Alors que dans le Landerneau politique français chacun des ténors en vue ne rate pas une occasion de jouer à « plus gaulliste que moi tu meurs », de manière paradoxale, les mêmes acteurs, dans le même élan, feignent d’ignorer ce qu’aurait pu être la position du Général de Gaulle dans les circonstances actuelles de la crise ukrainienne ; une crise qui emballe les dirigeants européens et les induit dans des décisions ou des actes pour le moins suicidaires et absurde ; comme si la panique du chant de cygne de l’Occident triomphant lui faisait perdre tout discernement et l’induisait en folie.
Et pourtant, en France, une certaine idée de l’attitude du Général de Gaulle est préfigurée et illustrée dans la position courageuse qu’adopta Jacques Chirac pendant la guerre américaine en Iraq contre laquelle il s’inscrivit courageusement en faux. Il est vrai que c’était au moment où la France, avant le règne géopolitiquement crapuleux de Sarkozy, n’était pas entrée dans le commandement intégré de l’Otan. Dans le cas de la guerre en Ukraine, au-delà des oppositions politiques comme celle exprimée par Chirac sur l’Iraq, de Gaulle et sa vision d’une Europe de l’Atlantique à l’Oural n’aurait jamais agi dans le sens d’un isolement contre-nature de la Russie , de son détachement économique et politique du corps de l’Europe — la Grande Maison selon les termes de Gorbatchev. L’amitié entre la France et la Russie, comme l’exprimait Pierre de Gaulle, le petit fils du Général, dans un discours voué à la conspiration du mépris par les média dominants, est un gage de la prospérité européenne, de son unité et de sa vérité historique. Or, c’est contre cette prospérité, cette unité et cette vérité historique que les Etats-Unis, sous la bannière belliqueuse de l’Otan livre une guerre insidieuse et sans merci.

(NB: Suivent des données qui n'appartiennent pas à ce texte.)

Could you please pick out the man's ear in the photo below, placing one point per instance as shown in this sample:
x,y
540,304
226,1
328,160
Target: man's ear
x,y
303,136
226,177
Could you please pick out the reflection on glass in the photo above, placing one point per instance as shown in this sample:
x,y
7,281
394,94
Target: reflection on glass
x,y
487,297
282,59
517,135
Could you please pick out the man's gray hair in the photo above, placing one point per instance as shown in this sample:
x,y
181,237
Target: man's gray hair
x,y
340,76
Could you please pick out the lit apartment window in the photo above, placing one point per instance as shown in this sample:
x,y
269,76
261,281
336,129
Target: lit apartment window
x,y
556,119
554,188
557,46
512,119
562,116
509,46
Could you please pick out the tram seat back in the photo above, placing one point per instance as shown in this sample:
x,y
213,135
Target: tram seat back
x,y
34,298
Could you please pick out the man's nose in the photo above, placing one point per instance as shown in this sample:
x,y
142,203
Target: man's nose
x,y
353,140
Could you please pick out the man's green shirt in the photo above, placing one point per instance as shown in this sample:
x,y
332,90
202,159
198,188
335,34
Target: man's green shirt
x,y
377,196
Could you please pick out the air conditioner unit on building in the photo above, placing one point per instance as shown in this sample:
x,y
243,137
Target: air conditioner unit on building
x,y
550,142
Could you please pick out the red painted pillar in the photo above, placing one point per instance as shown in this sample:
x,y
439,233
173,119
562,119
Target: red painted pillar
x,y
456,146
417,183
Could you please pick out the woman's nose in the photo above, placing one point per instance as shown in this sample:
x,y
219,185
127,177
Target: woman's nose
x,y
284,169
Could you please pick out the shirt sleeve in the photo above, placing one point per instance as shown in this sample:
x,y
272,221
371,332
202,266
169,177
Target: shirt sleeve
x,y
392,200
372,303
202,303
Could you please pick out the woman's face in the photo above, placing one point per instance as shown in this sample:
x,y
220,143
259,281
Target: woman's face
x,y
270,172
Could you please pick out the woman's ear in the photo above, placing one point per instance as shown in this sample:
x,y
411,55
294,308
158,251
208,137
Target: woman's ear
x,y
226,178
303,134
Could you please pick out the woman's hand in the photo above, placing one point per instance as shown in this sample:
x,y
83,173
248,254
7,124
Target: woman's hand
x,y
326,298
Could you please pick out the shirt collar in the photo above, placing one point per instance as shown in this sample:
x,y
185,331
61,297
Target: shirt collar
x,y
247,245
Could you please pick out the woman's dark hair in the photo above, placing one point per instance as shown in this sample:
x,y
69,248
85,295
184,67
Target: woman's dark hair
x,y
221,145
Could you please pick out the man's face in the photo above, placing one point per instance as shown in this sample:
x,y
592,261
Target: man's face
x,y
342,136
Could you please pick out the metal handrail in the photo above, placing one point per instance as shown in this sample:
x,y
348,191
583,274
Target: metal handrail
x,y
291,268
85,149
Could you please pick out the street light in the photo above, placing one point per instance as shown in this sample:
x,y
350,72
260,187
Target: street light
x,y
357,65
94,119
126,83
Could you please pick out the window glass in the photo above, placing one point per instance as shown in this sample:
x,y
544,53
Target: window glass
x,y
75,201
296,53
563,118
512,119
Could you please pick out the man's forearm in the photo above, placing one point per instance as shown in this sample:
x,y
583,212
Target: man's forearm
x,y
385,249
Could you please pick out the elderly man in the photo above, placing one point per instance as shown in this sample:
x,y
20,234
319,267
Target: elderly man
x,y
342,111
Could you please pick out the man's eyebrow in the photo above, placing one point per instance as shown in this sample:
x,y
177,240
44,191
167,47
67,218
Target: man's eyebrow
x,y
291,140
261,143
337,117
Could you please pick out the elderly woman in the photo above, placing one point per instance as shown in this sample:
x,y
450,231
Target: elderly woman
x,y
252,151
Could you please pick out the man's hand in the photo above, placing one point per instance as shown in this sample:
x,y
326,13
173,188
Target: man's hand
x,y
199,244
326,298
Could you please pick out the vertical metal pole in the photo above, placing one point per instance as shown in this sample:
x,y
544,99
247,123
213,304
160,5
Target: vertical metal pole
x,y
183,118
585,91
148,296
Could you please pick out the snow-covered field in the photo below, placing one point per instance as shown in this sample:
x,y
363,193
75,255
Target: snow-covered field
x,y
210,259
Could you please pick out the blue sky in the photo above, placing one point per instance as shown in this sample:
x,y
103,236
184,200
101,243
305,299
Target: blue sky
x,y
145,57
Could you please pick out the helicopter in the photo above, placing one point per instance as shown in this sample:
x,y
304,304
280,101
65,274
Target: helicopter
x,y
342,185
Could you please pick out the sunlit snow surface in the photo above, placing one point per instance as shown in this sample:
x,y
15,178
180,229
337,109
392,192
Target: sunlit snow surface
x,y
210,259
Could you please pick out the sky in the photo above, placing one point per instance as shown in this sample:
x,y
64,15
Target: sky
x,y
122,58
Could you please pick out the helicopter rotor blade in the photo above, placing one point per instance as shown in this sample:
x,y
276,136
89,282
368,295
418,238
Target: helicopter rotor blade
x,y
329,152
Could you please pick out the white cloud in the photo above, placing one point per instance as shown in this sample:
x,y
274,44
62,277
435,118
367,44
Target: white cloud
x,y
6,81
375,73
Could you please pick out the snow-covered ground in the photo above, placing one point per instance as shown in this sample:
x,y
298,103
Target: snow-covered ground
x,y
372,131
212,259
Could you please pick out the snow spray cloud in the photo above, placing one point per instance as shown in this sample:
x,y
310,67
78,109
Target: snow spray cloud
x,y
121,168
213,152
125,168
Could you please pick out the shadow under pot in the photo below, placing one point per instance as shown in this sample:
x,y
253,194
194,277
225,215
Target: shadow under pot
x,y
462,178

Mais alors, pourquoi Macron qui se dit gaulliste à ses heures méconnaît-il cette ligne claire que le Général aurait fait sienne ? Pourquoi joue-t-il les va-t-en-guerre ? Pourquoi participe-t-il fébrilement à l’armement de l’Ukraine ? Pourquoi refuse-t-il la voie de la paix qu’aurait suivie le Général de Gaulle ? Pourquoi accepte-t-il le risque cruel de faire souffrir le peuple français au quotidien, l’astreindre à des privations de toutes sortes sous un prétexte géopolitique plus que douteux.
Certes est bien connue la servilité des pays européens, la France comprise, à l’ordre américain dont le bras armé est l’Otan. Depuis l’entrée dans le commandement intégré de cet organisme qui a troqué sa vocation de dissuasion contre celle plus offensive d’affirmation des fantasmes hégémonistes américains, la France est devenue une exécutante servile de la volonté des Etats-unis. Pour autant, l’alacrité de Macron qui n’a su utiliser la présidence tournante du Conseil de l’Europe qu’il occupait au plus fort de la crise que pour la renforcer et abonder dans le sens des injonctions américaines, cache, derrière cette démonstration ostentatoire de servilité à l’ordre américain, un sourd intérêt français qui n’a rien à voir avec le romantisme de la souveraineté ukrainienne menacée et qu’il faut sauver à tout prix.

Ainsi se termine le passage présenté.